The Obsidian Tower by Melissa Caruso

The Obsidian Tower by Melissa Caruso

Author:Melissa Caruso [Caruso, Melissa]
Language: eng
Format: epub
Publisher: Orbit
Published: 2020-06-02T00:00:00+00:00


It was hard to force myself to listen to Bastian discuss the murder scene without letting my thoughts slide into an awful black hole of memory. I strove to cling to his words as if they were precious shards of something sharp but fragile.

“… She must have died mere moments before we arrived. She may still have been alive when Ryx’s chimera came to get us.”

Hells have mercy. I squeezed my eyes shut, but waiting behind my lids was the image of my aunt lying pale and empty on the floor, arrow fletchings hovering over her bloody wounds like flies.

Are you all right? Kessa mouthed from the far side of the fresh sprawl of notes and papers cluttering the Rookery sitting room.

I nodded. I wasn’t, of course. But I had to be.

“Plus,” Bastian was saying, “it seems there was a paralytic poison on the arrowheads. An alchemical one, strong enough to work on a powerful vivomancer despite their natural resistance.”

She’d been awake up until the end, in terrible pain, knowing she was going to die. Oh, Aunt Karrigan.

“Interesting that they used a bow,” Kessa mused. “I believe they consider them archaic in the Serene Empire, but mages use bows instead of guns sometimes in Vaskandar because a vivomancer can enhance wood but not metal.”

Foxglove shook his head. “Bows are quieter. Imperial assassins still use them sometimes.”

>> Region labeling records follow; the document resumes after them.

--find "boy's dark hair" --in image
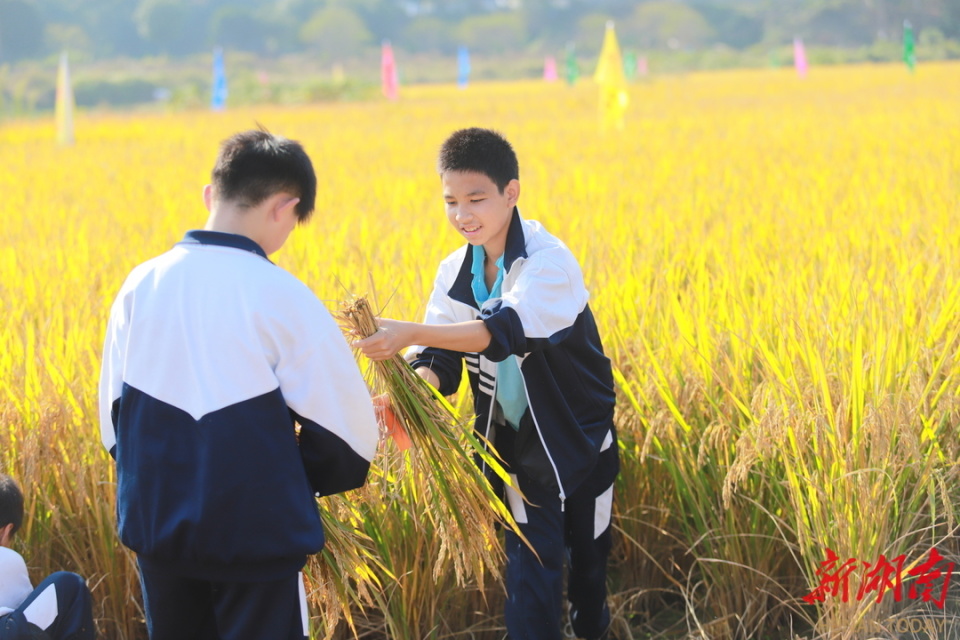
[437,127,520,193]
[211,127,317,223]
[0,473,23,533]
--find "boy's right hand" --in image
[353,318,415,360]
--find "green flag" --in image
[564,45,580,86]
[903,21,917,71]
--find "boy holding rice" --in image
[355,128,619,640]
[100,130,379,640]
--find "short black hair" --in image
[0,473,23,533]
[437,127,520,193]
[211,127,317,222]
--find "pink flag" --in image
[793,38,807,78]
[380,40,398,100]
[543,56,557,82]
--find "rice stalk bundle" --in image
[338,296,524,585]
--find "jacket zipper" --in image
[477,354,567,513]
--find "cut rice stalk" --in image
[338,296,532,584]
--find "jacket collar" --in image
[447,207,528,309]
[177,229,269,261]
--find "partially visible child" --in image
[357,128,619,640]
[0,473,95,640]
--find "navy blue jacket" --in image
[100,231,378,580]
[407,209,619,501]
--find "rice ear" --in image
[337,296,532,584]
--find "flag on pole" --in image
[543,56,557,82]
[457,45,470,89]
[903,20,917,71]
[593,20,629,131]
[564,44,580,87]
[54,51,76,145]
[793,38,807,78]
[380,40,399,100]
[623,49,637,80]
[210,47,227,111]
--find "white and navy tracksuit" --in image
[407,209,619,640]
[100,231,378,640]
[0,547,96,640]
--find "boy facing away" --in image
[0,473,96,640]
[356,128,619,640]
[100,130,378,640]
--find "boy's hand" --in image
[370,393,413,451]
[353,318,414,360]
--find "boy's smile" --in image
[441,171,520,260]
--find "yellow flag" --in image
[56,51,74,145]
[593,21,629,131]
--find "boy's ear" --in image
[0,522,13,547]
[503,178,520,207]
[273,193,300,218]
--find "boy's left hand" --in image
[353,318,413,360]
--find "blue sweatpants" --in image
[495,420,617,640]
[0,571,96,640]
[140,563,308,640]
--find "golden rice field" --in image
[0,64,960,640]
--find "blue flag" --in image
[457,45,470,89]
[210,48,227,111]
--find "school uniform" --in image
[0,547,96,640]
[407,208,619,640]
[100,231,378,640]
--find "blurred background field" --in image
[0,62,960,640]
[0,0,960,112]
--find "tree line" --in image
[0,0,960,63]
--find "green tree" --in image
[0,0,44,61]
[300,5,373,59]
[397,16,457,53]
[692,1,763,49]
[457,13,527,53]
[134,0,188,53]
[210,5,271,53]
[617,0,716,49]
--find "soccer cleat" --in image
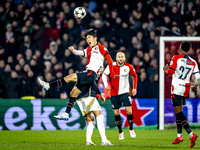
[119,132,124,140]
[190,134,198,148]
[86,141,95,146]
[38,78,50,91]
[54,113,69,121]
[172,135,183,144]
[101,140,114,146]
[129,130,136,138]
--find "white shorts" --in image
[76,97,101,116]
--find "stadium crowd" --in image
[0,0,200,99]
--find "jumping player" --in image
[102,52,137,140]
[38,29,114,120]
[163,41,200,148]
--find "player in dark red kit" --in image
[163,41,200,148]
[102,52,137,140]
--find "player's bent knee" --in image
[114,109,120,116]
[126,110,132,115]
[92,110,102,117]
[64,73,77,83]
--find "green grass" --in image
[0,130,200,150]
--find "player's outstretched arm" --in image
[102,66,110,90]
[105,53,115,79]
[68,46,84,56]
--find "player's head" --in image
[84,29,97,47]
[180,41,191,52]
[116,52,126,66]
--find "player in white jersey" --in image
[163,41,200,148]
[38,29,114,121]
[102,52,137,140]
[76,75,113,146]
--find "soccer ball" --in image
[74,7,86,19]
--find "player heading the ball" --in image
[38,29,115,120]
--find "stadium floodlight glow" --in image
[158,36,200,130]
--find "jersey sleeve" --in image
[169,56,177,71]
[83,47,92,57]
[193,62,199,74]
[127,64,137,89]
[83,48,87,57]
[103,66,110,76]
[128,64,136,76]
[99,45,109,57]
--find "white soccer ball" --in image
[74,7,86,19]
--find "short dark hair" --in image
[181,41,191,52]
[83,29,97,38]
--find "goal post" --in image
[158,36,200,130]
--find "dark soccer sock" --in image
[177,112,192,134]
[65,97,76,114]
[127,114,133,130]
[176,114,182,134]
[49,79,67,88]
[115,115,122,133]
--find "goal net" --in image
[159,36,200,130]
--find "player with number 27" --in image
[163,41,200,148]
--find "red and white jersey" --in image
[102,62,136,96]
[83,43,108,73]
[168,54,199,97]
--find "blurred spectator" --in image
[6,70,19,98]
[5,24,14,43]
[19,35,36,56]
[187,25,198,36]
[43,49,52,61]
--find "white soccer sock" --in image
[189,132,193,138]
[96,114,107,142]
[177,133,182,137]
[86,121,94,142]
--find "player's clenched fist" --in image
[68,46,74,52]
[132,89,137,96]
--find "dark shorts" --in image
[111,93,131,109]
[76,70,97,89]
[171,94,186,107]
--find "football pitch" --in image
[0,130,200,150]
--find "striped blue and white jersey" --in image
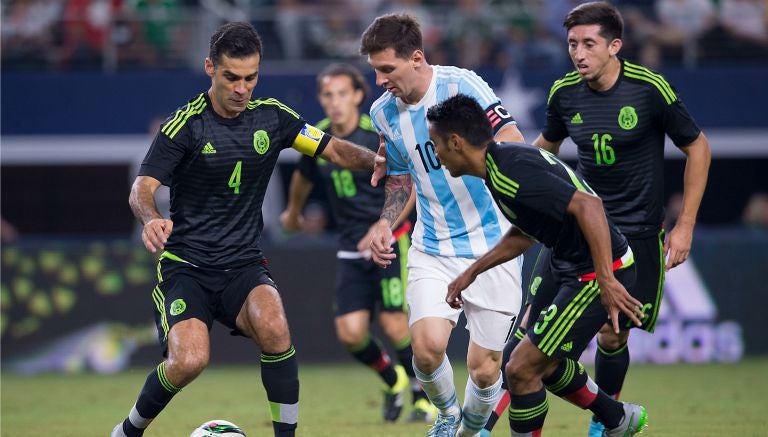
[370,65,516,258]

“If I wanted to pin a murder on a mage, I’d use a bow,” Ashe said.

Bastian lifted a hand as if he were in a classroom. “An alchemical poison like that wouldn’t be easy to get in Vaskandar,” he said. “It certainly isn’t something a Vaskandran would randomly carry around with them, while I could see the Raverran delegation bringing a kit of assorted alchemical supplies. If it was a Vaskandran, I’d think they brought the poison here with the express intent of killing a mage.”

“All the more reason to think it was the same person who murdered Lamiel,” Foxglove said.

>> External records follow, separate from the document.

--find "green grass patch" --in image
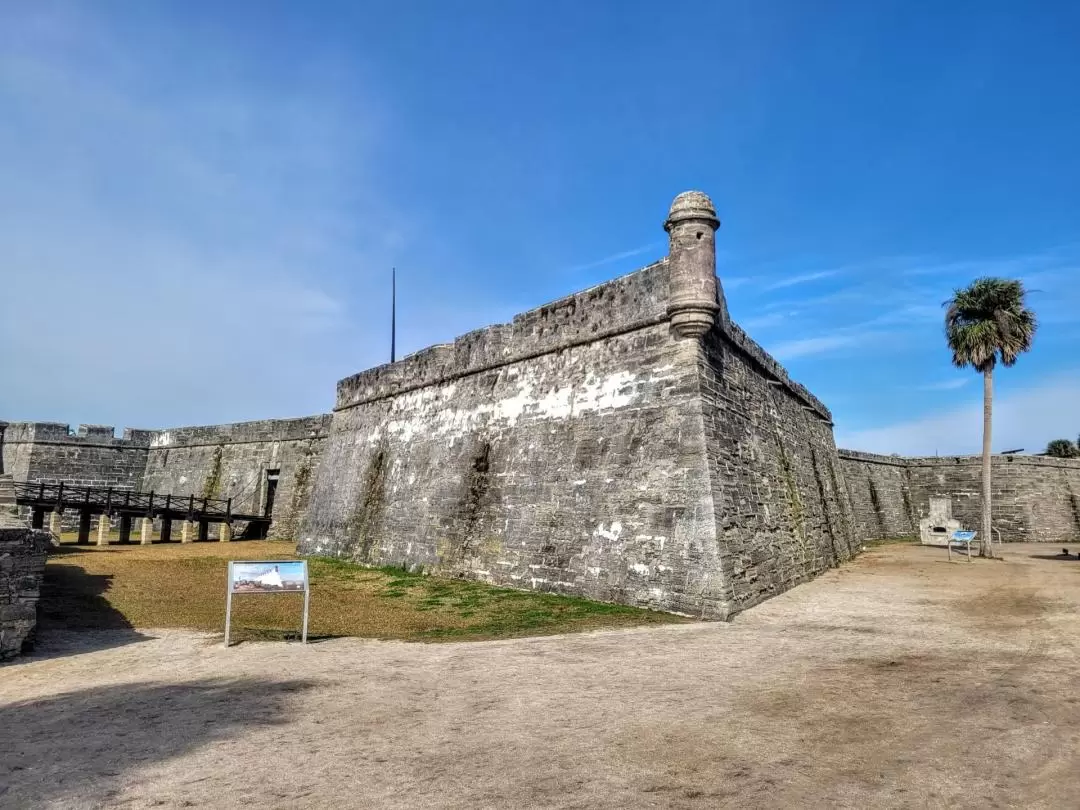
[42,541,687,640]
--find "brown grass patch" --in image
[42,541,686,640]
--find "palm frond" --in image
[944,278,1037,373]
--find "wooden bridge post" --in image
[97,512,112,545]
[78,507,90,545]
[120,513,132,545]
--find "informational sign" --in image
[225,559,311,647]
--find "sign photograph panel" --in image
[229,559,308,593]
[225,559,311,648]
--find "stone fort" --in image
[0,192,1080,619]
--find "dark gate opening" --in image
[262,470,281,517]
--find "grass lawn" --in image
[41,540,686,642]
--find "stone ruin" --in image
[0,192,1080,638]
[0,466,52,661]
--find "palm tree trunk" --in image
[978,368,994,557]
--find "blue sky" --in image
[0,0,1080,454]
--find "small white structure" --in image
[919,498,962,546]
[255,566,282,588]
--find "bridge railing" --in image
[14,481,232,521]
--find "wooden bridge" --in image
[13,481,270,544]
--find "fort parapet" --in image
[300,192,860,618]
[839,449,1080,543]
[0,192,1080,619]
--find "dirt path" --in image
[0,545,1080,808]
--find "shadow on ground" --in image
[0,678,311,808]
[24,550,147,661]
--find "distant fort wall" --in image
[2,414,330,538]
[0,192,1080,619]
[839,449,1080,543]
[141,414,330,538]
[300,194,856,618]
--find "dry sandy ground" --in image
[0,545,1080,808]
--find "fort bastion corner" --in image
[0,191,1080,619]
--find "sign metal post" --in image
[225,559,311,649]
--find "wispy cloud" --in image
[837,368,1080,456]
[770,334,862,361]
[0,4,393,427]
[916,376,974,391]
[739,312,797,330]
[564,240,664,273]
[764,269,843,292]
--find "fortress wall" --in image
[300,262,738,615]
[839,449,915,542]
[839,450,1080,543]
[299,192,854,619]
[702,326,858,612]
[906,456,1080,543]
[0,422,35,481]
[3,422,151,489]
[141,414,330,538]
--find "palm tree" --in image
[945,279,1036,557]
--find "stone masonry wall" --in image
[0,527,50,661]
[3,422,153,531]
[300,254,852,618]
[840,450,1080,543]
[3,414,330,538]
[907,456,1080,543]
[141,414,330,539]
[839,450,915,541]
[702,325,859,612]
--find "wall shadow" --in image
[0,678,313,808]
[1027,554,1080,563]
[24,551,148,663]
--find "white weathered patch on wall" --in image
[366,366,673,443]
[593,521,622,542]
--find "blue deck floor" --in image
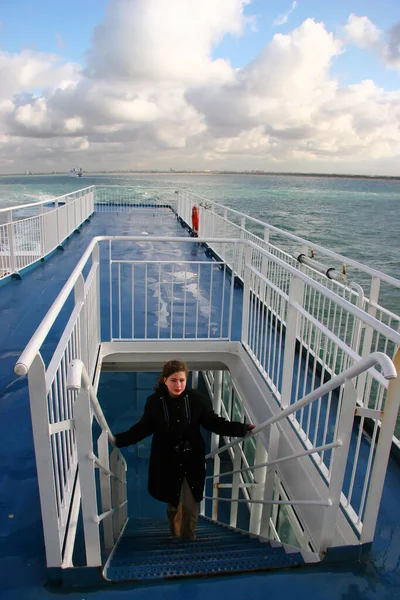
[0,209,400,600]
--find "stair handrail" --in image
[206,351,400,554]
[179,190,400,288]
[67,359,128,566]
[206,352,397,460]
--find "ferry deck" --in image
[0,185,400,600]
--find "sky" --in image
[0,0,400,176]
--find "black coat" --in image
[115,388,247,506]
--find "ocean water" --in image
[0,173,400,435]
[0,173,400,278]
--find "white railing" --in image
[15,236,400,566]
[178,191,400,330]
[0,186,94,279]
[95,184,178,213]
[206,352,400,553]
[15,240,100,567]
[109,245,234,341]
[67,360,128,567]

I stirred, unease coiling in my belly. “No. It wasn’t the same person.”

“What do you mean?” Foxglove asked.

This had gone far enough. I met his eyes squarely. “I killed Lamiel.”

Everyone gaped at me. Even Ashe’s eyebrows went up.

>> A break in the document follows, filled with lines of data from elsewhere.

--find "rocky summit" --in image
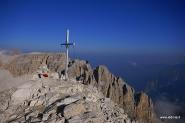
[0,53,158,123]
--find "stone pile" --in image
[0,75,135,123]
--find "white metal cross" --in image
[61,29,75,80]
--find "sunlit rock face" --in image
[1,54,154,123]
[4,53,65,76]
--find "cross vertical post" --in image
[61,29,75,80]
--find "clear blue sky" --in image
[0,0,185,54]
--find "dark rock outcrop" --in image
[4,53,65,76]
[2,54,154,123]
[66,60,154,123]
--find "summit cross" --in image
[61,29,75,80]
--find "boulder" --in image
[64,100,86,119]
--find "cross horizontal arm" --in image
[60,43,75,46]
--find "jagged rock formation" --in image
[0,75,135,123]
[4,53,65,76]
[69,60,154,123]
[1,54,153,123]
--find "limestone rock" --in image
[4,53,65,76]
[64,100,86,119]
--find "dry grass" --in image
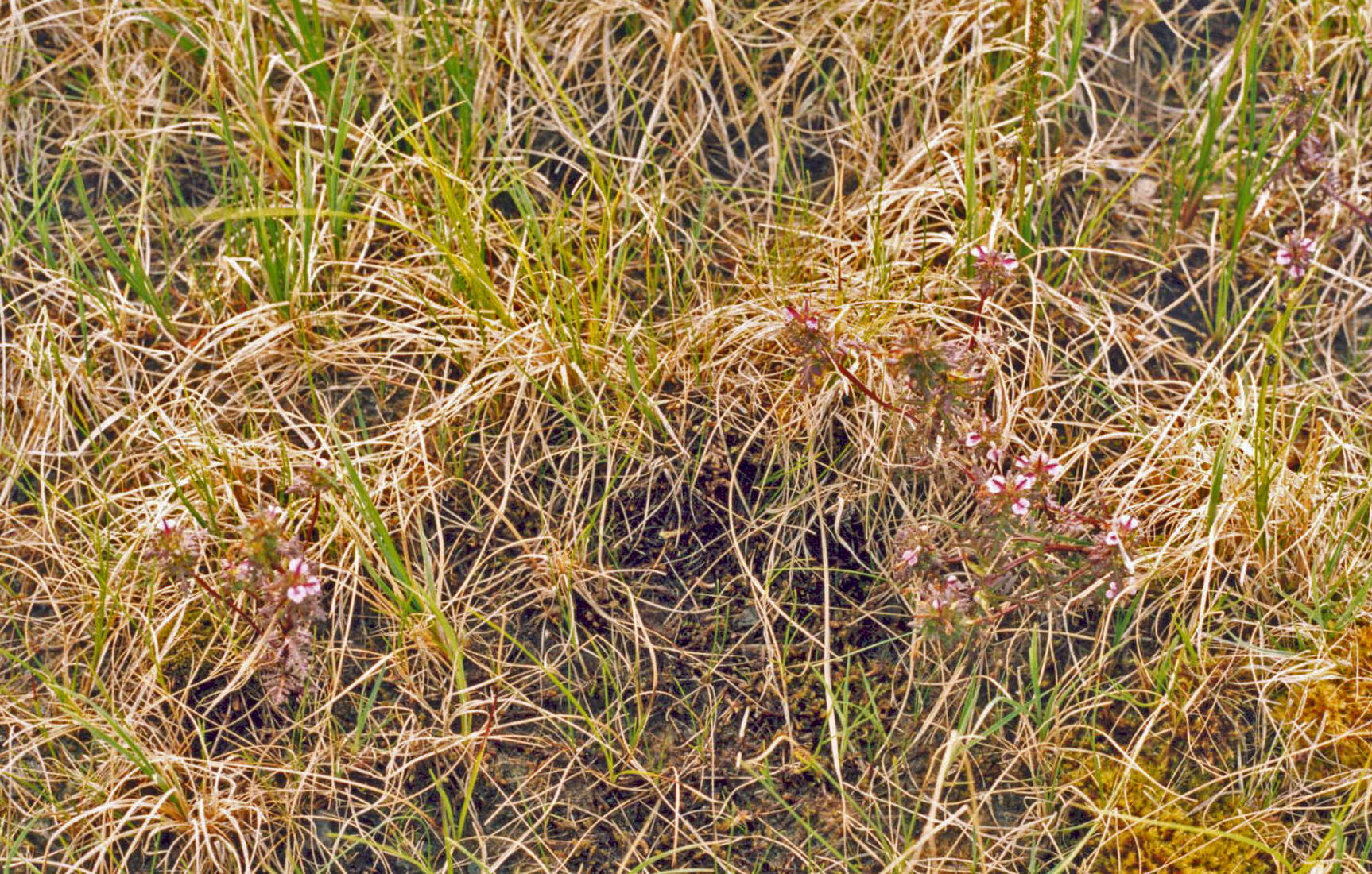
[8,0,1372,874]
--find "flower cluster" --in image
[1273,232,1315,279]
[971,246,1019,296]
[786,244,1146,631]
[782,300,837,391]
[149,470,337,706]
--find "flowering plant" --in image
[784,246,1139,631]
[148,468,336,706]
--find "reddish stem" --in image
[824,347,919,424]
[304,494,320,543]
[195,574,262,634]
[967,288,986,350]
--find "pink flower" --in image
[1104,513,1139,546]
[971,246,1019,273]
[1110,513,1139,531]
[1273,234,1315,279]
[1015,449,1064,479]
[285,559,320,604]
[285,586,314,604]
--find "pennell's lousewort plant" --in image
[782,246,1139,632]
[148,462,338,706]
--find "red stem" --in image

“I didn’t mean to,” I added, my chest constricting at the looks on their faces. “She grabbed me when I was trying to block her from getting to the gate. I was actually trying very hard not to kill her. Regardless, I sure as Hells didn’t kill my aunt.”

My heart galloped erratically as a three-legged colt. Now they knew. They could take my jess and turn me in to Alevar—but that wasn’t what I feared most. They were some of the only friends I had, and the thought of losing them was more terrifying than the gate waiting with all its sinister potential in the Black Tower.

Ashe let out a low whistle.

“That explains some things,” Foxglove murmured. The look he gave me was strange, soft and sad around the edges—almost one of recognition.

“Are you going to turn me in?” I asked, my shoulders rigid with tension.